$1 million for Aboriginal studies

Provincial funding used for online courses, Four Directions centre

Mark Green
Image by: Tyler Ball
Mark Green

Queen’s has received more than $1 million to improve resources and services for Aboriginal services.

The funding will go towards attracting and supporting Aboriginal students. It was announced by Kingston and the Islands MPP John Gerretsen on behalf of the provincial government on Jan. 22.

Queen’s funding is part of the provincial government’s $26.4-million investment in Aboriginal education in early January.

Civil engineering professor and Queen’s Aboriginal Council co-chair Mark Green said the funding will go towards several different initiatives. The Four Directions Aboriginal Centre will receive just under $700,000 of the $1 million in response to a proposal put forward by the Council, which is composed of members of the University and Aboriginal communities, Green said.

“That proposal was funded about $680,000 a year for three years and the fund for that goes to support the Four Directions Aboriginal Student Centre,” he said. “[The Four Directions Aboriginal Student Centre] provides a lot of activities on campus, such as, every week they have a Three Sisters Feast and there’s an annual Powwow, they have traditional drum groups, things like that.”

Green said another substantial part of the funding will go towards the Aboriginal Teacher Education Program, which provides Aboriginal students with the opportunity to choose between two styles of study.

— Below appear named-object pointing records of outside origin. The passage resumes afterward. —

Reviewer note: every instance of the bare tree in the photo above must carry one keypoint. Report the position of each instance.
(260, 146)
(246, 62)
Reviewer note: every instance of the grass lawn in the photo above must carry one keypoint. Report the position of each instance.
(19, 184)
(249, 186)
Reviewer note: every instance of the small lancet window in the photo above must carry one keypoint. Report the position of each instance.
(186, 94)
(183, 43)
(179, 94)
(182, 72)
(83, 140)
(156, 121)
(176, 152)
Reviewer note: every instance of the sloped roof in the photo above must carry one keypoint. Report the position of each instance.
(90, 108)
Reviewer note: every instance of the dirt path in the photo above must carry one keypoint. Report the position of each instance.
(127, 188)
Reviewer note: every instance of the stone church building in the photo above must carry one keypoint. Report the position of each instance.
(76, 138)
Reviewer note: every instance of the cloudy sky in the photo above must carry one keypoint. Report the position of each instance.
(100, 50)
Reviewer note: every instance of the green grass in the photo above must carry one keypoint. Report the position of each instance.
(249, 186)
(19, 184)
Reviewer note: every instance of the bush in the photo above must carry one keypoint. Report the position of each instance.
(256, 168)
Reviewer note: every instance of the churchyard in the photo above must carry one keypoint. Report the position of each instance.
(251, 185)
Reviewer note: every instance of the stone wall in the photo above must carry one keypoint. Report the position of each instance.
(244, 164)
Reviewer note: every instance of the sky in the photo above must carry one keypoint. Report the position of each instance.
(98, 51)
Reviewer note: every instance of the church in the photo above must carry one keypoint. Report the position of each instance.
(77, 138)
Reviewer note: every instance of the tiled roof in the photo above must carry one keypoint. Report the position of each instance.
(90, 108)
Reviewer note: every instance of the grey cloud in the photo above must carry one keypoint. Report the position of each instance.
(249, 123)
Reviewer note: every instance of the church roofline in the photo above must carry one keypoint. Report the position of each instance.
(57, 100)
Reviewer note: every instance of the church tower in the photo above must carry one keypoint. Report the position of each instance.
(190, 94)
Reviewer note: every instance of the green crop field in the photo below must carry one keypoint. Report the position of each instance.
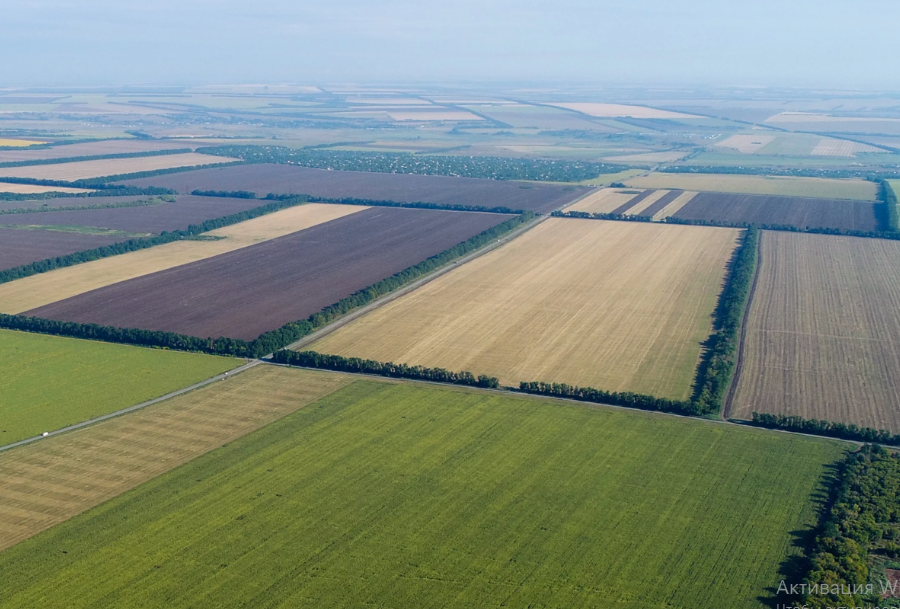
(49, 382)
(399, 495)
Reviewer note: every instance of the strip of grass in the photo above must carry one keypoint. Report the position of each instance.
(50, 382)
(397, 495)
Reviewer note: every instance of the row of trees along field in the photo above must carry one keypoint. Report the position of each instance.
(131, 245)
(312, 359)
(719, 224)
(825, 428)
(495, 168)
(860, 534)
(274, 340)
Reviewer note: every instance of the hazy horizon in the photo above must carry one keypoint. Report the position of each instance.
(799, 43)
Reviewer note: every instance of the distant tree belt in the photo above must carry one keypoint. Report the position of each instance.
(825, 428)
(43, 266)
(96, 157)
(779, 227)
(598, 396)
(414, 204)
(268, 342)
(806, 172)
(495, 168)
(860, 529)
(311, 359)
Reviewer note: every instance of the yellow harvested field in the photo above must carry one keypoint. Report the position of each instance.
(614, 110)
(860, 190)
(831, 147)
(39, 290)
(9, 143)
(82, 170)
(746, 143)
(620, 306)
(50, 481)
(31, 189)
(673, 207)
(603, 201)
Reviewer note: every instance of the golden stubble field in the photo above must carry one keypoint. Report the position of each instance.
(618, 306)
(52, 480)
(823, 333)
(39, 290)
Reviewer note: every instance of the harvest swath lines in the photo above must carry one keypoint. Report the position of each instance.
(387, 494)
(89, 379)
(823, 336)
(102, 461)
(612, 305)
(46, 288)
(81, 170)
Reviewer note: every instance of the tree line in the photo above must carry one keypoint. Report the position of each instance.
(312, 359)
(494, 168)
(825, 428)
(858, 532)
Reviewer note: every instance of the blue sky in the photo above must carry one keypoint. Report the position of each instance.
(805, 43)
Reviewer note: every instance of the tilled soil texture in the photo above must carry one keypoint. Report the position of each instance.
(289, 179)
(801, 212)
(244, 293)
(18, 247)
(185, 211)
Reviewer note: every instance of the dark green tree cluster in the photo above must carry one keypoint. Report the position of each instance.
(825, 428)
(311, 359)
(717, 365)
(598, 396)
(494, 168)
(863, 523)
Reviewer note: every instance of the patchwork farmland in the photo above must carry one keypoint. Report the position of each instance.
(403, 495)
(823, 336)
(405, 188)
(243, 293)
(619, 306)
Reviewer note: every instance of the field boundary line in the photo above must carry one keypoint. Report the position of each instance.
(117, 413)
(739, 363)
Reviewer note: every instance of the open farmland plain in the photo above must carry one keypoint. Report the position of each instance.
(243, 293)
(860, 190)
(405, 188)
(399, 495)
(89, 379)
(43, 289)
(801, 212)
(82, 170)
(823, 336)
(619, 306)
(47, 482)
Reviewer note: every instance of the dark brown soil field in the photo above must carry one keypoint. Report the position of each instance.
(288, 179)
(801, 212)
(91, 149)
(244, 293)
(18, 247)
(185, 211)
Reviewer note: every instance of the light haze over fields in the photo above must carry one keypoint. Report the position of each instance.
(828, 43)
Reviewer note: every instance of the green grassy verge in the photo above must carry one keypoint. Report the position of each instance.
(397, 495)
(50, 382)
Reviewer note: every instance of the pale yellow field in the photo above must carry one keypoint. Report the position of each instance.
(31, 189)
(18, 143)
(81, 170)
(614, 110)
(746, 143)
(620, 306)
(861, 190)
(39, 290)
(52, 480)
(673, 207)
(602, 201)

“There’s community-based education where the courses are actually delivered in the aboriginal communities and then there’s also an on-campus program as well that was funded and then potential Aboriginal teacher candidates come to Queen’s,” he said, adding that the on-campus program is similar to the pre-existing one-year teaching program, but with specialized courses and more emphasis on aboriginal education.

As a part of the aboriginal education initiative, a new masters course with an aboriginal focus will also receive funding, Green said.

“There’s also … a new online masters course, Aboriginal and World Indigenous Education Studies, and the so that’s a new program and that’s offered online, the students come here for one course in the summer and the remainder is online,” he said.

Green said other projects to receive funding include an engineering access program to try to encourage more aboriginal students to enter engineering programs and a policy studies and First Nations Technical Institute collaborative masters program in public administration.

“For the remaining amount, there was some money provided directly for bursaries and then there was a little over $300,000 allocated for the university experience program,” he said.

The University Experience Program is a high school outreach program run by the University Registrar’s Office.

Green said the new funding will almost double the current funding of those initiatives.

“We’re really encouraged that it will help to provide more opportunities for more aboriginal students to come to Queen’s and also to enhance services we already have.”